The promoters of Ranbaxy Labs have done an unthinkable act in the history of Corporate India by selling out their 34.8% stake in Ranbaxy at a price of Rs737/- per share to Daiichi Sankyo, a Japanese pharma company. for Rs10,000 crores. In order to further increase its stake to 50.1%, Daiichi Sankyo would be issued equity shares and convertible warrants on a preferential basis and also make an open offer to the existing public shareholders of Ranbaxy for an additional 20% stake at a price of Rs737 per share. At the price of Rs737/- per share, Ranbaxy is valued at USD8.5 billions.

The Japanese company, after acquiring the stake from Ranbaxy promoters would further make an open offer to the share holders for acquiring additional 20% of the share capital. The combined entity of Daiichi Sankyo and Ranbaxy would be the world's 15th largest Pharmaceutical company.

Mr Malvinder Singh will continue to lead the company as its CEO and Managing Director while additionally assuming the position of Chairman of the Board, upon closure.

Sharekhan in its research report yesterday as written that " The open offer price of Rs737 per share represents a premium of 31.4% to Ranbaxy's closing stock price on June 10, 2008, a 53.5% premium to Ranbaxy's average daily closing price for the three months ending on June 10, 2008 and an 18% premium to Ranbaxy's fair price of Rs625 per share. The open offer price is attractively priced and presents an attractive exit option for investors. However, the acceptance ratio in the open offer works out to just ~34% taking into account the free float of 58.9% (on the expanded equity base), which could limit the upside in the short term. Moreover, the complete exit of promoters has come as a surprise and could possibly act as a drag on the stock sentimentally.

For investors with a long-term investment horizon, at the current levels the effective purchase price would amount to ~Rs469 per share considering the possibility of tendering ~34% of the shares in the open offer at a price of Rs737 per share. This price would be at 26.2x CY2008 fully diluted earnings and at 14.7x CY2009 fully diluted earnings".

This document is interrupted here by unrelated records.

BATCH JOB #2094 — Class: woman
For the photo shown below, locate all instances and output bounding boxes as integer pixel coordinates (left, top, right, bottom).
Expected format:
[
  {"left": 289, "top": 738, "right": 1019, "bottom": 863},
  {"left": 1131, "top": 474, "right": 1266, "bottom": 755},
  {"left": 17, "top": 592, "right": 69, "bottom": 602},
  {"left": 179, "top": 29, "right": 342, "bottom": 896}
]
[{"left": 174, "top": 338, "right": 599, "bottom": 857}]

What would Ranbaxy promoters do with the money?

Malvinder Singh in his interview to Economic Times has stated that he along with his brother Shivinder and Sunil Godhwani of Religare Securities would decide on the future course of action for the Ranbaxy group.

We think that the focus would shift to Fortis Healthcare and Religare, Ranbaxy group listed companies. There can be more buy-outs in the health-care space. Already few months back, Fortis Healthcare bought out the promoters stake in Malar Hospitals, Chennai.

Religare is already on a roll. It has already got a license to float a mutual fund company in association with Aegon. Senior level recruitments have already started in this company. They want build the Religare brand and have a presence in the entire spectrum of financial services. With the banking sector opening up in 2009, Ranbaxy promoters would have possibly felt that more can be done on the financial services industry and for that matter they have already created a war-chest of Rs10,000 crores.


It is very rare to see promoters selling off their entire stake in a profitably running Indian company with global operations. It sounds like the promoters want to get out of the business when the going is good.